Como confinado, se construyó una rutina muy estricta. Se levantaba temprano y, después de un prolongado aseo, despachaba con el secretario Las Cases, autor de lo que iba a ser un ‘best-seller’, el ‘Mémorial de Sainte-Hélène’ (1823). Cenaba pronto, leía a los clásicos y jugaba a las cartas. Aprovechó también para aprender inglés. Pero la inmovilidad, excesiva para un temperamento bilioso, y la depresión menoscabaron pronto su salud. Ni una sola carta recibió de su segunda esposa, María Luisa de Austria, aunque cuentan las crónicas que se entretuvo bastante en los juegos de cama con Albine, la esposa del general Montholon.
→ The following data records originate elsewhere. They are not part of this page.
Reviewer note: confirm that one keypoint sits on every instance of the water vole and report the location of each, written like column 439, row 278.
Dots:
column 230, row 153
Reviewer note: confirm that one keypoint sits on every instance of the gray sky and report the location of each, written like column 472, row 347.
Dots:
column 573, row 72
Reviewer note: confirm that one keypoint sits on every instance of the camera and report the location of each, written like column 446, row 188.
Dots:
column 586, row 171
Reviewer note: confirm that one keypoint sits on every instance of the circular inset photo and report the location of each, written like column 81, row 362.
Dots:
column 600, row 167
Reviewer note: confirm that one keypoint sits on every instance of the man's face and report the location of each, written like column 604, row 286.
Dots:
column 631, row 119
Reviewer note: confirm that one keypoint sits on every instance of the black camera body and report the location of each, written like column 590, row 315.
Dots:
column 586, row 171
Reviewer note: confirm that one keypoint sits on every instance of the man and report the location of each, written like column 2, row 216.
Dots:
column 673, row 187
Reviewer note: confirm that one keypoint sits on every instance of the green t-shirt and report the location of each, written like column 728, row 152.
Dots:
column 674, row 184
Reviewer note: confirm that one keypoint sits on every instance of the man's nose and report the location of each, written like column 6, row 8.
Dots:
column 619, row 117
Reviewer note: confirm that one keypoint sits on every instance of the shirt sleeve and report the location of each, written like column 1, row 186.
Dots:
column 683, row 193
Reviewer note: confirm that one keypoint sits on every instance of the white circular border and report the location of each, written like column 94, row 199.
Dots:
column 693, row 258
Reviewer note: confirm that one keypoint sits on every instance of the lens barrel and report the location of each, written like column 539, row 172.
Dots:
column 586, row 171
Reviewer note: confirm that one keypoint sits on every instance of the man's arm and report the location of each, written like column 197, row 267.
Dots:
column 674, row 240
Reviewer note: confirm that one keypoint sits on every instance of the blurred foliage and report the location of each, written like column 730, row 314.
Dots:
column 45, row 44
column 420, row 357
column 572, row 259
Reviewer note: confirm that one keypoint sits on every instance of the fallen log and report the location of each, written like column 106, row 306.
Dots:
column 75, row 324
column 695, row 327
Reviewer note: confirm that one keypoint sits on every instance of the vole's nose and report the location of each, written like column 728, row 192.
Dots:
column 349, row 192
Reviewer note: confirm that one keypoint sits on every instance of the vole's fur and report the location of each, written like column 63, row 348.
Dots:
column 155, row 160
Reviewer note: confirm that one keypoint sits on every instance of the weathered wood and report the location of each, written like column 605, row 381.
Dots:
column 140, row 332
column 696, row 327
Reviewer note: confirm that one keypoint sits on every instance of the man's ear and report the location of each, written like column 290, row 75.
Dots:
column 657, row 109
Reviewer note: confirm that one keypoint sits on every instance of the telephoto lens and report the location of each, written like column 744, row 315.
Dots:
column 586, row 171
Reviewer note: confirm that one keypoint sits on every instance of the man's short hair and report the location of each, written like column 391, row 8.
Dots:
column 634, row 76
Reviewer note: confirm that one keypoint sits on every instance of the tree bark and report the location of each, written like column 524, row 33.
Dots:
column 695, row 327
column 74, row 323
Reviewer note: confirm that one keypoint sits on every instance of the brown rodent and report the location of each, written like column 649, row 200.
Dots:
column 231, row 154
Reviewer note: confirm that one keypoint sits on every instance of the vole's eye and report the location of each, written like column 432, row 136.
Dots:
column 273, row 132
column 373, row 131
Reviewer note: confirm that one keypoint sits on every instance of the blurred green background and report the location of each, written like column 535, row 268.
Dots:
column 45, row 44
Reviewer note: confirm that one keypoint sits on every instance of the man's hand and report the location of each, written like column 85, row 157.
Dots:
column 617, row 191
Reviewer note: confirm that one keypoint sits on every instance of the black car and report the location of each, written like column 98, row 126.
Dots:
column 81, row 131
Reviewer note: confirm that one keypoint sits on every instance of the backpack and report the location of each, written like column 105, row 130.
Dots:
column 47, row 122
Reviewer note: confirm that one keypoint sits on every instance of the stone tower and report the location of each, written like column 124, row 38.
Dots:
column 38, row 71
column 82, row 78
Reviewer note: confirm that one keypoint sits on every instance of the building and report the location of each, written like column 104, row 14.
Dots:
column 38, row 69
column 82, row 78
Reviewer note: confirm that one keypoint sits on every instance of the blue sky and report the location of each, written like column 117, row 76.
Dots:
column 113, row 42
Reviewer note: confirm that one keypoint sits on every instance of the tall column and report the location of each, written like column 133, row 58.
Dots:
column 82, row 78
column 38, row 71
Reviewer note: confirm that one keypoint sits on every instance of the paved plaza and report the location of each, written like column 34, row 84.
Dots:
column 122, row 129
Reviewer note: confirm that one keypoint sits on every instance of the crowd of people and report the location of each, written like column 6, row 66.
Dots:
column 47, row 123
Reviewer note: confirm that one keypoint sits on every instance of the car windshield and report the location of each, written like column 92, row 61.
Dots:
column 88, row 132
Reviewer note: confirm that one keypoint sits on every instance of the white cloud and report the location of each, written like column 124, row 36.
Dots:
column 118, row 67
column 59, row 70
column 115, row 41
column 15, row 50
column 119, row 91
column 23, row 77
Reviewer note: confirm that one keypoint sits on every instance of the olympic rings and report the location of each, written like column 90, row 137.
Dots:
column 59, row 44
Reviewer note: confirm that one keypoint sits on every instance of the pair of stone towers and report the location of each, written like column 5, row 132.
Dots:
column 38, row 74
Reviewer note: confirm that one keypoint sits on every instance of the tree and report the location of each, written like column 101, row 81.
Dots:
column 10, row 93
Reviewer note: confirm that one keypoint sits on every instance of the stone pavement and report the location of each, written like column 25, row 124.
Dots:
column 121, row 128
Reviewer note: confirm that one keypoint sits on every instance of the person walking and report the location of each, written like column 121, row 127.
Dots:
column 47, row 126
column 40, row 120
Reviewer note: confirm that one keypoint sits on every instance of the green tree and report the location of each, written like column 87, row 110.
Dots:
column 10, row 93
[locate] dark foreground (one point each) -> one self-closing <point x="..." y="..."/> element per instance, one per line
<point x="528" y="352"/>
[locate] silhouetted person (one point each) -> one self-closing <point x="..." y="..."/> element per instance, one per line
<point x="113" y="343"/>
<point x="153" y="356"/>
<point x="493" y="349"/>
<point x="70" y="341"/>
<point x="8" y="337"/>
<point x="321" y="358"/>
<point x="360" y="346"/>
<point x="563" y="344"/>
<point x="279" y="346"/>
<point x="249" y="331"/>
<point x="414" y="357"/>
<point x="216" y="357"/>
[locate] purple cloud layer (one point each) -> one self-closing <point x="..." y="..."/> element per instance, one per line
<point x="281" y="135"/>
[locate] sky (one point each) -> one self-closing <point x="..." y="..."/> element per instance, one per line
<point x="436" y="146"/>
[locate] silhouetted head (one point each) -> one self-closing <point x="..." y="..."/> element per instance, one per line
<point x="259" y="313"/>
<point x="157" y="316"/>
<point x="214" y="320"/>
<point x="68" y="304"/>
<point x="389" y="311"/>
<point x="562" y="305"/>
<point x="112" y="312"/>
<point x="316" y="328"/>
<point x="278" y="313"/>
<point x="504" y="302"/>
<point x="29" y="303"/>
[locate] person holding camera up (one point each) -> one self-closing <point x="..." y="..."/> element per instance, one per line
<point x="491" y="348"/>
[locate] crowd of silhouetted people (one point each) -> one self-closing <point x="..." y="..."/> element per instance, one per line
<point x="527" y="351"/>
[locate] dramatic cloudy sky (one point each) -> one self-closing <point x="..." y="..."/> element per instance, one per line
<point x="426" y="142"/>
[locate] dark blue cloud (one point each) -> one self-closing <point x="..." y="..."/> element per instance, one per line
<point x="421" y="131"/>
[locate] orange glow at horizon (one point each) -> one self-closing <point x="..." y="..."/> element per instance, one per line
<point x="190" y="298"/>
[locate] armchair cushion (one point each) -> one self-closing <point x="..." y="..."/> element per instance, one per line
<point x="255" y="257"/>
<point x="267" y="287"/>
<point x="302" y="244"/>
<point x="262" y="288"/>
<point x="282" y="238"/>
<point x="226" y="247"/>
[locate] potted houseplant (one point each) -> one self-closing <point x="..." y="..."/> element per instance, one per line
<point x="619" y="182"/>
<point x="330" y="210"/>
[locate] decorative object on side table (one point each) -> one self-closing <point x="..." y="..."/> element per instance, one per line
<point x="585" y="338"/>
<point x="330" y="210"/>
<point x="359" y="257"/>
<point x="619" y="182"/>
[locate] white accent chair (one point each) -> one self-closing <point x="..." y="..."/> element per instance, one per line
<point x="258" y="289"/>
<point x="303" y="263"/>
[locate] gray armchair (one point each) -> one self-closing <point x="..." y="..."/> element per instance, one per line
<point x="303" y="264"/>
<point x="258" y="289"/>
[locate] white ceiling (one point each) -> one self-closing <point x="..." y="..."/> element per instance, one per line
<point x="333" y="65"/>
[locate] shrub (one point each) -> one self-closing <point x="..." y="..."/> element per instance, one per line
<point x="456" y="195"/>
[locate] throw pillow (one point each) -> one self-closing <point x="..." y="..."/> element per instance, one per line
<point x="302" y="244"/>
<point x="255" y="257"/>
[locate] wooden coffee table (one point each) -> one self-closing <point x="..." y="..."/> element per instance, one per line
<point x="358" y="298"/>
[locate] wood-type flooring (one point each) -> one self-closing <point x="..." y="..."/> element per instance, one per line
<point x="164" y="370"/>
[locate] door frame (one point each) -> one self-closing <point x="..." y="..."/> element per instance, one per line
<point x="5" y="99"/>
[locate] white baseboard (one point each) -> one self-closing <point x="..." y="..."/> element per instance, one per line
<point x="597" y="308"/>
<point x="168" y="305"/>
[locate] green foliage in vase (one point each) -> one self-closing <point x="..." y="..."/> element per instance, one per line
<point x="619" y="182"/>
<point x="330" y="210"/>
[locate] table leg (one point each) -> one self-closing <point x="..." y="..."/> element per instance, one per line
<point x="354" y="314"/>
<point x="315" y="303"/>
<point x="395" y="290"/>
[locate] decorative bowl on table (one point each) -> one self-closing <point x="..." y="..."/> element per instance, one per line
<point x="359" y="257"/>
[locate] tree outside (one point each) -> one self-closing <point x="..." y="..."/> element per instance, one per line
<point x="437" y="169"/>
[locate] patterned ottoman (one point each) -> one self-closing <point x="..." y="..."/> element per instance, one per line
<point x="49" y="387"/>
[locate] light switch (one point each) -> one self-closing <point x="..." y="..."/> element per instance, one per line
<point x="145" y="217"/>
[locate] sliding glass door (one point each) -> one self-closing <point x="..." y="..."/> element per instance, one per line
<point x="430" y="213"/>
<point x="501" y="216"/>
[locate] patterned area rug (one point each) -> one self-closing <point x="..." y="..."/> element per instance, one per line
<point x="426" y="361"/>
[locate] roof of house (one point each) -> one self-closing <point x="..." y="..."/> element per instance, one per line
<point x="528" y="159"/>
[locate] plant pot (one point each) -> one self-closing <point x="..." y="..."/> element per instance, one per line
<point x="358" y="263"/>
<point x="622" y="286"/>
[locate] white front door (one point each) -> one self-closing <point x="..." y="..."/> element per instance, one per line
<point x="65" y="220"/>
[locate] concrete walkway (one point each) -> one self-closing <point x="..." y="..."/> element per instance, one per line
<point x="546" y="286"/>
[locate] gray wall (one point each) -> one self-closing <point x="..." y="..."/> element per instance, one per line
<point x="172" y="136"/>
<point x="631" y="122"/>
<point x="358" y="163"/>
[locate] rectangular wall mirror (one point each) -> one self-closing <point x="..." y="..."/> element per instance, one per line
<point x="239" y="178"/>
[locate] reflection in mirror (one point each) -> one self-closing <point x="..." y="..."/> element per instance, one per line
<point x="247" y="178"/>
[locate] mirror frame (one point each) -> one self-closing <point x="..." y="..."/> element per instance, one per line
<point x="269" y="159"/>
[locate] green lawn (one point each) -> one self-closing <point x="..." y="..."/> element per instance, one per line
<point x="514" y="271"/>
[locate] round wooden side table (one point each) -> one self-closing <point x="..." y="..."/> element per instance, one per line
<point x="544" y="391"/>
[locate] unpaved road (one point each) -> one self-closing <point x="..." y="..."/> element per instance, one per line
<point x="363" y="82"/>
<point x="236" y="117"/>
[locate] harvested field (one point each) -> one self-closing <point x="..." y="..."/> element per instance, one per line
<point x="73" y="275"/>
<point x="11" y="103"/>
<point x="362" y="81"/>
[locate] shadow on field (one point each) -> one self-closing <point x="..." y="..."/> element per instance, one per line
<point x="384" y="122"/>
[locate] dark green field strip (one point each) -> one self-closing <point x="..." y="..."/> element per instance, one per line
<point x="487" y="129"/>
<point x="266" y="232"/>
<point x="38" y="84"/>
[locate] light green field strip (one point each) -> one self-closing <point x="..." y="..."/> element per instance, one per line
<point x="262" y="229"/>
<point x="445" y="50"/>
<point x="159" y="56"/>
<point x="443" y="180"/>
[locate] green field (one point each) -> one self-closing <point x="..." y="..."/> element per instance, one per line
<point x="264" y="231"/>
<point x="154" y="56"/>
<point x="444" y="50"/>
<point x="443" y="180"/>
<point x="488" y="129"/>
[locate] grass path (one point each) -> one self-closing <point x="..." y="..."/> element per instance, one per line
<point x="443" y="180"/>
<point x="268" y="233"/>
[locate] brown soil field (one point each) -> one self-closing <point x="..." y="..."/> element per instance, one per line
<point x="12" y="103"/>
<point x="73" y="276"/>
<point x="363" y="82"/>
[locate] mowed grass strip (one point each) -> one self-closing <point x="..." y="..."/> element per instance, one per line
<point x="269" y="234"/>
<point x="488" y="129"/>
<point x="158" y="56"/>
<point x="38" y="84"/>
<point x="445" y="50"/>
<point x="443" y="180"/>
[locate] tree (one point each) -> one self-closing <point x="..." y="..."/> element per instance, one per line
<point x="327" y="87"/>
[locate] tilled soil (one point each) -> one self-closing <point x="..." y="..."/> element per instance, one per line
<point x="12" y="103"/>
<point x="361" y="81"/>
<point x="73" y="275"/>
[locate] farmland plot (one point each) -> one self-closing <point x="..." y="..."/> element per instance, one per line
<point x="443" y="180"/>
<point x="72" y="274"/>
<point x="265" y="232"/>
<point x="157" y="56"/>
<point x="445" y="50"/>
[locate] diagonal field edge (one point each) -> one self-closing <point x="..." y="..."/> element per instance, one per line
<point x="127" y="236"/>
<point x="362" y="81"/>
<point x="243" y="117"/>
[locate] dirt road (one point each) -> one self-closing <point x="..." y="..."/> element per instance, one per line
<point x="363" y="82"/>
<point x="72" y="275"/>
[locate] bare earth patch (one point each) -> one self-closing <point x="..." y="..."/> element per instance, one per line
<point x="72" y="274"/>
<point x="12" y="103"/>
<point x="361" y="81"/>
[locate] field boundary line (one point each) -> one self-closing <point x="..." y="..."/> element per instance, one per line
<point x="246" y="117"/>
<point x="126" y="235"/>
La llegada de un nuevo 'carcelero'

Lejos del confinamiento en un piso de barriada, el corso podía desplazarse a su antojo por la isla, siempre acompañado de un general británico. No era la libertad lo que le faltaba, sino el poder; ¿cómo iba a complacerle a él, vencedor en Austerlitz, un pedrusco de 17 kilómetros de ancho por 10 de largo? Su tesitura empeoró bastante cuando llegó a la isla un nuevo ‘carcelero’, el severo ‘sir’ Hudson Lowe, quien fue aviando a los protestones, desde el secretario Las Cases hasta su médico, el irlandés Barry O’Meara, el primero en anotar en un cuaderno sus dolores de barriga.

Napoleón falleció de cáncer de estómago el 5 de mayo de 1821, a eso de las seis de la tarde. Aún necesitó 19 años para cumplir su deseo de ser trasladado a Francia, donde reposa en Los Inválidos, en un panteón de cuarcita roja. Pobre, diablo corso, no le fue bien con las islas. Nunca ganó una batalla marítima. ¡Pérfida Albión!